Written by Mike Higton Reviewed By Anna Robbins

After perusing the enticing appendices and annotated bibliography, I settled in for an enjoyable read of this exposition of Hans Frei’s theological development. Based on careful research, Higton paints the broad canvas well, setting Frei in the context of his ‘laughing’ reaction to Strauss’s take on history. Responding in a critical Barthian line, the author suggests that Frei agreed with Barth’s incarnational assertion whereby Jesus serves as the paradigm for humanity conformed to God. But Frei believed that Barth needed to move beyond a dogmatic assertion and take into greater account the facts of the historicity of the person of Christ. Thus, Frei asserted the nature of Christ arising from his life in history as the unsubstitutable person. He then concentrated not on how God did what he did in history through Christ, but rather what it means to make a claim that God did so act. Here, the book (and Frei’s work) takes on apologetic import.

The author shows how Frei argued that the church, by the gift of the Spirit, re-presents Christ to the world. The church is not equated with Christ’s unsubstitutable identity, but acts historically with ‘fallible discernment’. Higton explains how Frei distinguished between mythical narratives and narratives that have a more ‘history-like’ and unsubstitutable quality, placing the gospel accounts in the latter category. He suggests that Frei likewise rejected alienation anthropology, and idealist ontology. While not everyone will be overwhelmingly convinced of the latter, these rejections were by way of clearing the path to access the Jesus Christ of the Gospels without the intellectual clutter of a generation past.

We are consistently presented with the author’s main thesis that Frei must be understood as a public theologian, viewing history as God’s history ‘providentially ordered in Jesus Christ’. While theology deals with its own commitments and convictions, it will always be spoken in a common language, shared with others beyond its commitments. In this sense, it has a relevance that cannot be isolated from the rest of history. Frei then, is presented as a theologian of history par excellence. The author supports Frei’s post-critical retrieval of figurative interpretation, discerned by faith rather than deduction. This clears the way for a Christ-centred reading not only of the Gospels, but the whole of history. Therein lies the heart of Frei’s call to a public theology. For the author, this is Frei’s most compelling achievement.

Higton further argues that the development of Frei’s typology of method was itself a negotiation between his work in systematic and historical theology. It is ‘unsystematic theology’ that Frei preferred, as it allows the Christian to begin with self-description, and move to the figurative interpretation of the Gospels in history today. This approach is not to be seen as a capitulation to mere fideism, something Frei condemned, and whose caveat, it may be said, ought to be heeded by evangelicals and post-liberals alike.
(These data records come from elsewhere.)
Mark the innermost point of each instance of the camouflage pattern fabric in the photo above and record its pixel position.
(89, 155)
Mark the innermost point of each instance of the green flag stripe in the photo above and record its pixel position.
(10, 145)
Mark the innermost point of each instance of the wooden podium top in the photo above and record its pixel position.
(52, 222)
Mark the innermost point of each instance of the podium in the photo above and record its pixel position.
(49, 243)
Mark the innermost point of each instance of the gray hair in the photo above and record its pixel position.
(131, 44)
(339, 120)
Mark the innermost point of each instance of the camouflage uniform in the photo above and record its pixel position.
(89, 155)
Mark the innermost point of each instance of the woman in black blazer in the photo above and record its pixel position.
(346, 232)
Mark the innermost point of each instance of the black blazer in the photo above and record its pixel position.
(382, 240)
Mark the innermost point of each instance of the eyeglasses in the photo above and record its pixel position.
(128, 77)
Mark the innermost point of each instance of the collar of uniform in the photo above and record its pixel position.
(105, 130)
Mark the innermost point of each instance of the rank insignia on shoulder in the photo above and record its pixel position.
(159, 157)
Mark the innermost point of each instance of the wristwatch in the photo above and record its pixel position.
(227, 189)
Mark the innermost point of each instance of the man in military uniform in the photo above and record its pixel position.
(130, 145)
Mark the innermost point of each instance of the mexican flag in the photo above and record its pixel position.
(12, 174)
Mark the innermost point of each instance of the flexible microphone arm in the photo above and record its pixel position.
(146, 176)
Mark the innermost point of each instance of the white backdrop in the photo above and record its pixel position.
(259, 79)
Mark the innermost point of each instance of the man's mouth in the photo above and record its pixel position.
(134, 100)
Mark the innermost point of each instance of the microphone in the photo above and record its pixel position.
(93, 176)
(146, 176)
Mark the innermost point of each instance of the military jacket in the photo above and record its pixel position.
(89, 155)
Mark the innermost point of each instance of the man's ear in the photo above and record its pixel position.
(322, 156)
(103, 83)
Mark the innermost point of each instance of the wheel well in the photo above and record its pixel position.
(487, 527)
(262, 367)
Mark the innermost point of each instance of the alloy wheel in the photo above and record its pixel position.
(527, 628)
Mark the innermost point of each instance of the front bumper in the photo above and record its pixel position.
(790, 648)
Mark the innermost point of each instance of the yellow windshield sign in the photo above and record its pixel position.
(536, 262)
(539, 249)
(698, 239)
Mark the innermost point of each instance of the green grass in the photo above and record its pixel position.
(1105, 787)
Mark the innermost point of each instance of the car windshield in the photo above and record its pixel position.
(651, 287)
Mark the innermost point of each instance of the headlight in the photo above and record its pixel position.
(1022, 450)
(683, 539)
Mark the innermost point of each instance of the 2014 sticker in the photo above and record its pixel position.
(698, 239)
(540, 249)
As is often the case, evangelicals reading post-liberal theology may well find themselves sailing between the shore of Affirmation and the island of Encouragement-to-go-Further-Still. Nevertheless, the author of a line like this must certainly be on the side of the angels: ‘[M]any things are needed in the Christian church. Sound theology is not the first of them, but it sure would help a little now and then’ (note 5, p. 224). By offering a most helpful exposition of the thought of one of the more significant Christian thinkers of the late twentieth-century, Higton has gone some way towards meeting this peculiar need, for which we may be grateful.